Un’immagine emersa online, raffigurante un adesivo sulla confezione dei prossimi smartphone Google, lascia intendere una svolta: il testo affermerebbe che la scheda SIM fisica non sarà più necessaria.
All’utente viene indicato di attivare la rete tramite eSIM durante la configurazione iniziale. Un messaggio così esplicito, pensato per chi acquista il telefono, fa pensare alla rimozione di componenti che per decenni sono stati considerati standard.
Google Pixel 10 verso eSIM-only: cosa cambia
Le informazioni fanno supporre l’eliminazione dello slot nano SIM. La gamma Pixel 10, 10 Pro e 10 Pro XL punterebbe su doppia eSIM, con attivazione interamente digitale del piano tariffario. La soffiata, attribuita a Evan Blass su X, delinea un passaggio in cui la connettività viene gestita senza card in plastica. Un cambio di rotta netto per l’ecosistema Pixel.

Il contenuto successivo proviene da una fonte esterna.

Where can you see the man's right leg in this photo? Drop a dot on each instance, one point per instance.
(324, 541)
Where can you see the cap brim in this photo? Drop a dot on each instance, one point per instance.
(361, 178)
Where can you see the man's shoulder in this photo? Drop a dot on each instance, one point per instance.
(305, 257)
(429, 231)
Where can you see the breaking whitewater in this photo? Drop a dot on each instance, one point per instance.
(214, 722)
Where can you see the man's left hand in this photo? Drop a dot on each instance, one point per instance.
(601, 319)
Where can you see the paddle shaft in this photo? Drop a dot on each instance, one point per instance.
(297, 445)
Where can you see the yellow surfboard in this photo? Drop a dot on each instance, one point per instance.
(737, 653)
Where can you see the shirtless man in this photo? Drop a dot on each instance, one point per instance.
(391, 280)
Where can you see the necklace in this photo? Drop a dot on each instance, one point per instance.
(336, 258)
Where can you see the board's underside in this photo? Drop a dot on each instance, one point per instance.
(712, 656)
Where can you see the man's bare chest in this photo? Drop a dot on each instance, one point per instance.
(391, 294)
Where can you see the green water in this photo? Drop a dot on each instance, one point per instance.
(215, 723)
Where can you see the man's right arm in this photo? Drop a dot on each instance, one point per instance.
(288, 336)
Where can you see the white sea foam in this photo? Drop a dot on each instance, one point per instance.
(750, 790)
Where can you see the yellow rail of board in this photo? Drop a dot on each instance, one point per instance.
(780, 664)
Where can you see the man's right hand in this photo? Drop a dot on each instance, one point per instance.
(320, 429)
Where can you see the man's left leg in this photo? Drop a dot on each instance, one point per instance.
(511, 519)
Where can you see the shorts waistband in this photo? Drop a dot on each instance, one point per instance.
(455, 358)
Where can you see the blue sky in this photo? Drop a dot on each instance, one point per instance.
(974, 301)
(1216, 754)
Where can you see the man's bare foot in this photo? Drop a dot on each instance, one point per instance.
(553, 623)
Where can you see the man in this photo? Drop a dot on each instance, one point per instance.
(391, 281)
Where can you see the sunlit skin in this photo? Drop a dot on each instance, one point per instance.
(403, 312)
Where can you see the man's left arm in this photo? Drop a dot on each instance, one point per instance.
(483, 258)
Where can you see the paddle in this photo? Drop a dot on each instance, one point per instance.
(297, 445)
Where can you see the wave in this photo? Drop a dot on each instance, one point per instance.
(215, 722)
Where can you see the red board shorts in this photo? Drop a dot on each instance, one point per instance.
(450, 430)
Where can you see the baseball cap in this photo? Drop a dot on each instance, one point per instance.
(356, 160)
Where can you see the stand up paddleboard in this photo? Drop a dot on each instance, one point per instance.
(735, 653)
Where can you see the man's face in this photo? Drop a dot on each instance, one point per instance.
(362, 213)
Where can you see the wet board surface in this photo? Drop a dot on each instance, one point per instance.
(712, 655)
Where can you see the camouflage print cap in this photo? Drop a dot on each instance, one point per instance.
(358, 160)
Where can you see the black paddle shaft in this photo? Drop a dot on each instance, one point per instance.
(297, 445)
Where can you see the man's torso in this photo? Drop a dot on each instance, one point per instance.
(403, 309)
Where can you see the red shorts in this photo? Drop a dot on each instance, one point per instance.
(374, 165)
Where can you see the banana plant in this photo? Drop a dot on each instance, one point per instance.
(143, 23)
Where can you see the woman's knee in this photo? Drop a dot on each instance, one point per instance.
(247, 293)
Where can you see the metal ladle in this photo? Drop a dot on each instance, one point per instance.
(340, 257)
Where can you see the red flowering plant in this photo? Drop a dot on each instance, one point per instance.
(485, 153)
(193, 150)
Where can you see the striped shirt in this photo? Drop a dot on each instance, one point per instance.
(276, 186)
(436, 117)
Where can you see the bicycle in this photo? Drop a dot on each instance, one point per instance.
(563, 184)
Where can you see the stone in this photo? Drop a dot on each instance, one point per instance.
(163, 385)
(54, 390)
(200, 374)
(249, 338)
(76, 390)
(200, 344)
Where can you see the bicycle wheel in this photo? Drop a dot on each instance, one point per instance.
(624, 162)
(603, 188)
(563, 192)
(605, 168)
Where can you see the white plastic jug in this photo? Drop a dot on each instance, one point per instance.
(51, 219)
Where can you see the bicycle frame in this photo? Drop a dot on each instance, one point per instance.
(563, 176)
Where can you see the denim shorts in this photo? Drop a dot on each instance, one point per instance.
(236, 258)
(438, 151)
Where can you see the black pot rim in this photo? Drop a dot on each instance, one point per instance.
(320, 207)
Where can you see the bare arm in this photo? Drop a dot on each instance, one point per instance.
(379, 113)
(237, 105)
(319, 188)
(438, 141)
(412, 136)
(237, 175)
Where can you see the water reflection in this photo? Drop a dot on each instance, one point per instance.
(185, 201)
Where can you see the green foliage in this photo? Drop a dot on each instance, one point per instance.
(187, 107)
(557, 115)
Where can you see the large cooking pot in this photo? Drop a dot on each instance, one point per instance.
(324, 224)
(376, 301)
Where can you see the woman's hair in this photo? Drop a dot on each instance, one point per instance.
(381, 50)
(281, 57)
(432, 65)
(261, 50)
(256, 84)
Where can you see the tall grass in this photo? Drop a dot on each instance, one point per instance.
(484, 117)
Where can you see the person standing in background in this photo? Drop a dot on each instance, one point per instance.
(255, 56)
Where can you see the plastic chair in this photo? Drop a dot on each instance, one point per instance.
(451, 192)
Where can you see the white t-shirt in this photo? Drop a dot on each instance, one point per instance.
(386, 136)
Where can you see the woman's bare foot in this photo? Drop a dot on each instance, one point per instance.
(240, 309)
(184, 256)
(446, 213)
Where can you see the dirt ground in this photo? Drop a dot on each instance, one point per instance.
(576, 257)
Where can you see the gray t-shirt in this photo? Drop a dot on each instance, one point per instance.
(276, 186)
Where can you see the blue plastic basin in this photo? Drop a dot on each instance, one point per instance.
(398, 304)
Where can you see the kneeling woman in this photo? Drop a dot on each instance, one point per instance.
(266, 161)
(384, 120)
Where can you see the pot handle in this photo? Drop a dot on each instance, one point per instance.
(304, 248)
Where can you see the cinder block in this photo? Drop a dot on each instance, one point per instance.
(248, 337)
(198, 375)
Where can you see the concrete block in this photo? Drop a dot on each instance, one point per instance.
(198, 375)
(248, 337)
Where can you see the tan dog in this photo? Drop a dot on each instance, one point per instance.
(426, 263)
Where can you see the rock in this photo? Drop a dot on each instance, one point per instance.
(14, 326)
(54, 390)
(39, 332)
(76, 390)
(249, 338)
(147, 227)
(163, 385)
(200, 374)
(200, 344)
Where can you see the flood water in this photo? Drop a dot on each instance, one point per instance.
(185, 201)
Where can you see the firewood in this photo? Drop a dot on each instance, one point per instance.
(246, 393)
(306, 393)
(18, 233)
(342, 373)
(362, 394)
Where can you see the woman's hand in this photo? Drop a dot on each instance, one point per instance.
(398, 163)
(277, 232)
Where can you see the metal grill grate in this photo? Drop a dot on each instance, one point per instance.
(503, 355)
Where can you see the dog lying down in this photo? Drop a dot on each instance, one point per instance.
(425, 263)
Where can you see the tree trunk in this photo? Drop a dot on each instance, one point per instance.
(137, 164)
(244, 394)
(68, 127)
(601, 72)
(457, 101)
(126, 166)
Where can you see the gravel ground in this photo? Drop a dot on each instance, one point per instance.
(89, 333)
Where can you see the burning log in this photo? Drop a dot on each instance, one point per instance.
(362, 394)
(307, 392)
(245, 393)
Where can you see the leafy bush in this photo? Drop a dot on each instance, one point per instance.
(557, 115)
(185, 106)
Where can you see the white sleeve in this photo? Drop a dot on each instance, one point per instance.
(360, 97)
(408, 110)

Il setup iniziale diventerebbe più lineare, con l’attivazione di rete integrata nelle prime schermate.
Restano però aspetti pratici da valutare: spostare la propria linea su un device non compatibile eSIM potrebbe richiedere passaggi aggiuntivi rispetto alla tradizionale sostituzione della scheda.
L’eccezione pieghevole e il quadro più ampio
In questo scenario spunta una possibile eccezione: Pixel 10 Pro Fold potrebbe mantenere lo slot nano SIM. La scelta introdurrebbe una differenziazione interna alla serie, con tre modelli focalizzati sul digitale e il pieghevole orientato a una soluzione ibrida. Le ragioni non sono note: potrebbero riguardare esigenze di mercato o richieste specifiche degli operatori, ma per ora restano quesiti aperti.
Il passaggio dei Pixel si inserisce in una tendenza già avviata nel settore: più marchi stanno abbandonando la plastica delle SIM a favore della dematerializzazione. Per la linea Google si tratterebbe di un cambio importante: dopo anni di convivenza tra eSIM e SIM fisica, la nuova generazione sceglierebbe una via unica.
La conferma definitiva è attesa oggi, con annuncio ufficiale della serie Pixel 10 e arrivo nei negozi entro fine mese. Solo con il lancio si avrà certezza sulla dotazione hardware e sulla direzione che Google intende imprimere alla connettività mobile.